Benefits in using Palladio:

  1. Great tool for data visualization that readily accepts and parses the data without the user needing to have any separate programming knowledge.
  2. The user can directly copy/paste the data from the excel spreadsheet to the text-box, given that the data is in the right format.
  3. The user can specify what graph nodes represent, and how links between nodes are created through the data columns that they input into Palladio.
  4. Zoom in/out feature for the graph created in Palladio is a neat way to visualize the data without making it too overwhelming for the user to view the graph network.

Challenges:

  1. Data formatting errors and spreadsheet order copy/paste. Catching formatting errors on Palladio is difficult, especially when there is a lot of data present. Specifically, when inputting the travels, locations, and people spreadsheet, pasting the spreadsheets in the wrong order (ie. people first instead of travels) caused problems.
  2. Missing Header Issue. Our group also initially made the error of leaving out the column name labels, which resulted in the missing header error.
  3. Special Characters Error. Our group had data with “-” instead of “_” in the data which also resulted in the special characters issue. The benefit in Palladio however was that it clearly showed the line number, indicated by the red icon, where the error had occurred.
  4. Debugging the data error in Palladio. While Palladio indicates the line number that a data row has an error, it often does not indicate what the error is that is causing the problem, and it is up to the user to figure this out. This can often be frustrating and time consuming.
  5. Overwhelming Functionality. While Palladio has a lot of useful functionality for creating the nodes, adding specified labels on the nodes, and allowing the user to specify how links between the nodes are created and visualized, the Palladio user interface presents too much information all at once for the user.
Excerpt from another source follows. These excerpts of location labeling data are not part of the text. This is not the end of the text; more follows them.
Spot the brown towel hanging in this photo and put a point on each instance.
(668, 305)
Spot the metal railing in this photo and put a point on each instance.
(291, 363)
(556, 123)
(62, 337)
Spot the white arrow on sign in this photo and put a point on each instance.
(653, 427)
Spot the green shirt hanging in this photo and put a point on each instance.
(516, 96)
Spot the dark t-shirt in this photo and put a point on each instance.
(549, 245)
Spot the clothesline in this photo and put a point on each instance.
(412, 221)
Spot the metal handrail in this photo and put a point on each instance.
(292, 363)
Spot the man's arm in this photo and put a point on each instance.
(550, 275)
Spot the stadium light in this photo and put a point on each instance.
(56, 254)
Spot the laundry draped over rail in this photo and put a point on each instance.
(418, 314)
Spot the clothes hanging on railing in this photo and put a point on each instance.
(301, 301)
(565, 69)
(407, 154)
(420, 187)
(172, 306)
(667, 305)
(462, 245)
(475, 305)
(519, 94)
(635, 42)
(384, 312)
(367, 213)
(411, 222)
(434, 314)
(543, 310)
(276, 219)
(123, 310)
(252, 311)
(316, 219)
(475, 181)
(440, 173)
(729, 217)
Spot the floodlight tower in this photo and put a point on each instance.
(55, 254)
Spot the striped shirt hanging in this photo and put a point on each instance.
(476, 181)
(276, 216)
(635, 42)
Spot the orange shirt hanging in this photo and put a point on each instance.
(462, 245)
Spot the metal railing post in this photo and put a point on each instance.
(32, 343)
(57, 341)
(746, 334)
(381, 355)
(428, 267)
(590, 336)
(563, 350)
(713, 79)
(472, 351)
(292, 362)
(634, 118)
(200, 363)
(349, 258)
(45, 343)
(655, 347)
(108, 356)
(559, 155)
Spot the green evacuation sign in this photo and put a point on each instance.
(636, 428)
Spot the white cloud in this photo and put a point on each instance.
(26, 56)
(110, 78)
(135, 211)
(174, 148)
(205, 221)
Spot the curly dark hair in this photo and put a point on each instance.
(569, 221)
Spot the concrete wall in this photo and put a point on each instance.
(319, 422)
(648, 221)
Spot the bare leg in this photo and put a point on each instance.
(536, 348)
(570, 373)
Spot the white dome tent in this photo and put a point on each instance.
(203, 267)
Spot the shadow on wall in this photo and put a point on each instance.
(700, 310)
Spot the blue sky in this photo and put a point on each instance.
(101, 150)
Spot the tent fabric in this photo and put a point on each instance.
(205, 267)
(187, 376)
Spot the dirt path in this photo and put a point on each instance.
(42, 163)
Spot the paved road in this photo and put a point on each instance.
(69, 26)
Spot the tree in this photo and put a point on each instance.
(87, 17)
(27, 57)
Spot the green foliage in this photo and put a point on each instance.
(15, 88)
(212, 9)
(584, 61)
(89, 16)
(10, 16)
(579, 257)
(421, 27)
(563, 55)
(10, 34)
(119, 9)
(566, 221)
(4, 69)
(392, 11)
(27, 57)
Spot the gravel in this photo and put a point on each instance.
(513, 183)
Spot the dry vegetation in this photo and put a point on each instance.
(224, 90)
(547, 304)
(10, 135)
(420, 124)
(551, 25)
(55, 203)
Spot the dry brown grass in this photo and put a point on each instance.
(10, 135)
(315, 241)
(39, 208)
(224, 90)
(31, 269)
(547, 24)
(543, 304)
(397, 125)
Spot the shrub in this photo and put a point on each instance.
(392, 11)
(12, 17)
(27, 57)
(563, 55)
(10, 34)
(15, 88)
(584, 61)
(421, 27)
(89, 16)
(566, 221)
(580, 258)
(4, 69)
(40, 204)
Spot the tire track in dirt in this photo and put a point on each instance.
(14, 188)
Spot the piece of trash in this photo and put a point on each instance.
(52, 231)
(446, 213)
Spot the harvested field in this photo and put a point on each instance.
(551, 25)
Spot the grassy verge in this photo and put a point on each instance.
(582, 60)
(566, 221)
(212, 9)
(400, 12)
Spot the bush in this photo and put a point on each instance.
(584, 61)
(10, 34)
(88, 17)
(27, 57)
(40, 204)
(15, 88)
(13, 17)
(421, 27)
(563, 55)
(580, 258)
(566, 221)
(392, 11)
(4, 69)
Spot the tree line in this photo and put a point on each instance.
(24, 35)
These numerous options made it very confusing for me to use Palladio as I was not even aware of which option performed what functionality.
  6. Problem with too much data. Palladio does not work that well when there is too much of data present, that too in multiple spreadsheets. This is because the user then has to copy/paste the data into Palladio, and checking for errors in the data then becomes very difficult.

Improvements for Palladio:

  1. Have a tutorial/video summarizing all of the options Palladio offers for data visualization, with concrete data embedding examples.
  2. Specifically describe what error is causing the issue with the data in Palladio as opposed to simply indicating that there is an error.
  3. Give the option for preview immediately after each option to create the graph network is indicated by the user.
  4. Having the ability for the user to adjust the size of the nodes based on the population size the node(s) represent.
  5. It would be helpful to enable the user to re-orient the position of the graph to visualize it in different angles.
  6. Once the user creates the graph, having the ability for the user to run various functions to analyze the graph, similar to how Gephi provides various graph analysis functions would be useful. More specifically, having a partition tool that can be used to colorize and thereby rank the nodes by a specified color scheme according node values is a good feature to have.
  7. It would also be helpful to give the user the option to calculate average node degree, assign weights on edges based on a user specified column metric, compute the shortest path, number of edges, number of nodes, and clustering coefficient in the graph.

Next Steps: Building Upon Palladio: Once users have the ability to visualize the data in spreadsheets, it would be interesting to provide the ability to combine different graph models into one large graph. Furthermore, having the ability to compare and contrast between multiple graphs (such as node degree, node size, edge size etc.) would also be helpful to compare and contrast data. Another long-term goal is in finding common similarities or sub-graphs within the graphs. For example, if there are shared nodes between the graphs, having the ability to identify the common nodes within the graphs, or the max common sub-graph would also be helpful in understanding similarities.